I Do Not Know What It Is I Am Like: The Art of Bill Viola
Yale University Press
Bill Viola has long been on my lists or artists to check out and this tome proved to be a formidable entry point to access his body of work because it is based on his survey show, “I Do Not Know What It Is I Am Like: The Art of Bill Viola”.
For the uninitiated, Bill Viola works with a range of media and one of his foci is the dance with video art and subtle sound elements that not only enhance the visual parts of his installations but often are separate pieces of art in themselves.
The book with its essays does a good job illumination Viola’s cluster of works, focusing on bigger pieces, immersive experiences and different ways of looking at the moving image.

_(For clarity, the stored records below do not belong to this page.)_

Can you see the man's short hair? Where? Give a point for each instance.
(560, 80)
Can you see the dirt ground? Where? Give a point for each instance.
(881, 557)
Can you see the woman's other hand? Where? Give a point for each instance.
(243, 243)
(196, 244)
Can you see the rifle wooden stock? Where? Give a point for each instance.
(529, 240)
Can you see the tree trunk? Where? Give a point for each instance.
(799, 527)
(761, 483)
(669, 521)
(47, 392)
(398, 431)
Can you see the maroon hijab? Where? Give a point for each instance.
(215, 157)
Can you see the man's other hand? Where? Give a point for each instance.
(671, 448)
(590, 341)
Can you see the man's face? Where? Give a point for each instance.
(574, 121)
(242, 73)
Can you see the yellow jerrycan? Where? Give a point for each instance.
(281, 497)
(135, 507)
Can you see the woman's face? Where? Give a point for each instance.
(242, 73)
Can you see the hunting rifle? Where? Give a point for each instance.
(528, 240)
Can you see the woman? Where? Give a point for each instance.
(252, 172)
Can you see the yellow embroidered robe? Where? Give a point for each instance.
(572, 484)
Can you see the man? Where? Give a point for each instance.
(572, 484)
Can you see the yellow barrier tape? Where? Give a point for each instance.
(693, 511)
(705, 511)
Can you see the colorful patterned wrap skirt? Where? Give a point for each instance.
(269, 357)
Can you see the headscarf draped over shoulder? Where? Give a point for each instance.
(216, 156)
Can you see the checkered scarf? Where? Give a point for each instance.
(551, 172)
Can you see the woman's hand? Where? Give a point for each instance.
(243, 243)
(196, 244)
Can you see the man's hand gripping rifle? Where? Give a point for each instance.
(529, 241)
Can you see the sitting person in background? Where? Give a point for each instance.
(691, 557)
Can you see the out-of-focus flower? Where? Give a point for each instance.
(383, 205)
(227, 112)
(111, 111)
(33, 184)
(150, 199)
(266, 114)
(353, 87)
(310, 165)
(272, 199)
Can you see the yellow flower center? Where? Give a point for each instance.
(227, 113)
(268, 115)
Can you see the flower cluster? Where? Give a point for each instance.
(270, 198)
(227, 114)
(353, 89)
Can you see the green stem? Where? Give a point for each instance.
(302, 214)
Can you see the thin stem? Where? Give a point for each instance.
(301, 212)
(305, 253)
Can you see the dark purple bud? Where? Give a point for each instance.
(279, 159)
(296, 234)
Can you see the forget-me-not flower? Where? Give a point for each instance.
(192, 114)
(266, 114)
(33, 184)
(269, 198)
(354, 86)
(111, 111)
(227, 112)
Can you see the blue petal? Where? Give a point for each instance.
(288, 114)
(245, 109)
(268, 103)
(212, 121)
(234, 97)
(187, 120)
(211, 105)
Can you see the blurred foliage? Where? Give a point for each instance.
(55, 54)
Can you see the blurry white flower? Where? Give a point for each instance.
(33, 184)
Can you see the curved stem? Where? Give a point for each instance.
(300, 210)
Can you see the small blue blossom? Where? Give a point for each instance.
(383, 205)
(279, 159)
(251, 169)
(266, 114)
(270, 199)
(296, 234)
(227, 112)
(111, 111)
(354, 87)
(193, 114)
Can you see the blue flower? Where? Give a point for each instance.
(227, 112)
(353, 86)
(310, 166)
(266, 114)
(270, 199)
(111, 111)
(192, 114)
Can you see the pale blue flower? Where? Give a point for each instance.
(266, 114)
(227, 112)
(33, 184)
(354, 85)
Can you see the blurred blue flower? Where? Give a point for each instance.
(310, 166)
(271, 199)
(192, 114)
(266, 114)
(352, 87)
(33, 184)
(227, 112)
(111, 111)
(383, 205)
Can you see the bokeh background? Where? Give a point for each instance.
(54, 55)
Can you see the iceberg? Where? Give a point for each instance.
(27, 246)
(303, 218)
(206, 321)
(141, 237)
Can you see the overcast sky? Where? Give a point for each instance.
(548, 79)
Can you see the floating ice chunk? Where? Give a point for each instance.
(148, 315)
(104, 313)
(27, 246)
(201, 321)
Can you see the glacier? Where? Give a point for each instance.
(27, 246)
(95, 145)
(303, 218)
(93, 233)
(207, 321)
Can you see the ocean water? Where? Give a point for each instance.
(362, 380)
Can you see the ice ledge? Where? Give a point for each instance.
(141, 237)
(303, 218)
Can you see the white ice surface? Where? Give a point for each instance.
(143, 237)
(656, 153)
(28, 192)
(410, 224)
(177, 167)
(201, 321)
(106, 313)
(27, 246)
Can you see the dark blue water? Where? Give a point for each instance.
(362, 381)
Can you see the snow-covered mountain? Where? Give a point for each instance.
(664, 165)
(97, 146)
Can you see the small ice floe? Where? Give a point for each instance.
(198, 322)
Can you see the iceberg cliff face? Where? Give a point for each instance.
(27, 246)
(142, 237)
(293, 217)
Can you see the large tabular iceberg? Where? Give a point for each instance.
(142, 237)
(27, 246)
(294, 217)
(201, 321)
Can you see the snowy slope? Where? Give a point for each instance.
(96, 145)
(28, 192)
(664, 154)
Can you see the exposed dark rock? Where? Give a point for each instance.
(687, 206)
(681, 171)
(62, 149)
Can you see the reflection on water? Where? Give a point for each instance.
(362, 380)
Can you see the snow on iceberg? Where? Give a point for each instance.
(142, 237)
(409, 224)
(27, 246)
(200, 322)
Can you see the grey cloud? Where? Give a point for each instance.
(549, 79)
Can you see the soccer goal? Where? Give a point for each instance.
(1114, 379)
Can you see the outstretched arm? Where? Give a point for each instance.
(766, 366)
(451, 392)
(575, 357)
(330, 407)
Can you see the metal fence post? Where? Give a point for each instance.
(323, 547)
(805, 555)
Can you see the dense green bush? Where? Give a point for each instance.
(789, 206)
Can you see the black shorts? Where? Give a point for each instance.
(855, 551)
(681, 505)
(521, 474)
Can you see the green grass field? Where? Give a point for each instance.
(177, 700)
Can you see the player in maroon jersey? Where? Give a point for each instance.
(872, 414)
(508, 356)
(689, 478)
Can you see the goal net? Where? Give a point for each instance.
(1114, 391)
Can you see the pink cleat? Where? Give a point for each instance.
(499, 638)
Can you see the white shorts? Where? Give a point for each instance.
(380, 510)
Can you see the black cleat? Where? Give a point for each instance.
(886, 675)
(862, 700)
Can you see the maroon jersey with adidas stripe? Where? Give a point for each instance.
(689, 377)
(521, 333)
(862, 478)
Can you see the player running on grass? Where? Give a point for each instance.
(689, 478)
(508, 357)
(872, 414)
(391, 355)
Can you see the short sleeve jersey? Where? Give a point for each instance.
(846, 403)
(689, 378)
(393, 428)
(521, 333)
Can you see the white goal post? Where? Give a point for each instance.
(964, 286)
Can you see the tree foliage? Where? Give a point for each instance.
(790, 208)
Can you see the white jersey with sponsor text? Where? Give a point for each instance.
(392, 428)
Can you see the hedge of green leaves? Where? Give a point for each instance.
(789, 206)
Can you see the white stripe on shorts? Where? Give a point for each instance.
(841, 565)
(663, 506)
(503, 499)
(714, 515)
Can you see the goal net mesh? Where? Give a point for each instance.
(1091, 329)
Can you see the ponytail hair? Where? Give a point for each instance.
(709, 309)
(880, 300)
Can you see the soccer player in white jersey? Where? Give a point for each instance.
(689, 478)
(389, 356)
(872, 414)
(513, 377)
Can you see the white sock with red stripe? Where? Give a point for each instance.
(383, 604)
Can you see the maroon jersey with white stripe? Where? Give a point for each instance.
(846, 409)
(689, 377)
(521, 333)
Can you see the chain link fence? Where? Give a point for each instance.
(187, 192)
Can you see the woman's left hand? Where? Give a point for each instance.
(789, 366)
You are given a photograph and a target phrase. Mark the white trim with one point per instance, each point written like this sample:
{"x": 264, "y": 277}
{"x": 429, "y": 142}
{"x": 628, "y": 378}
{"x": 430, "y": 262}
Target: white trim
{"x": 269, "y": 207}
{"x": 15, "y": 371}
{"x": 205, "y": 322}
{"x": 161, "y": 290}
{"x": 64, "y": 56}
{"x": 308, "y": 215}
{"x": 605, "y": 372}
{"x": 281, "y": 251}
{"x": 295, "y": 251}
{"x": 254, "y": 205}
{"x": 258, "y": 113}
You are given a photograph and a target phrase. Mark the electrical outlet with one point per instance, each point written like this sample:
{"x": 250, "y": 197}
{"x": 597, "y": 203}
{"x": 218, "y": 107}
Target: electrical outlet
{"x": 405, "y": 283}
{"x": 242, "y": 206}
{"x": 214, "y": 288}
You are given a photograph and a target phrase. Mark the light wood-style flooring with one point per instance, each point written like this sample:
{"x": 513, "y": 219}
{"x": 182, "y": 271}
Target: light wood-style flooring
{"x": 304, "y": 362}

Needless to say that the importance of sound is difficulty to catch in book form, however, it is expertly weaved into the portrayal of how Viola channels the alchemy of his early childhood memories into large screen, slow-motion works, gorgeous colours and mystical iconography.
Despite Viola’s often soft approach, there is something immensely powerful that pervades every facet of his art – a power that comes about organically in a non-forceful and non-doctrinaire way.
Be it silent mourning or ecstatic bliss, Viola’s art has been likened to religious experiences by his aficionados and this tome does an excellence job highlighting the recurring emphasis on slow motion and the awareness of being. Given that, it is not further wondrous that Viola prefers to exhibit his art in cathedrals and churches.
Viola’s art likes from the viewer’s interaction with it and this catalogue whets one’s appetite to move closer to the man and his emissions in their intended natural surroundings and original scenarios they were meant to be embedded in.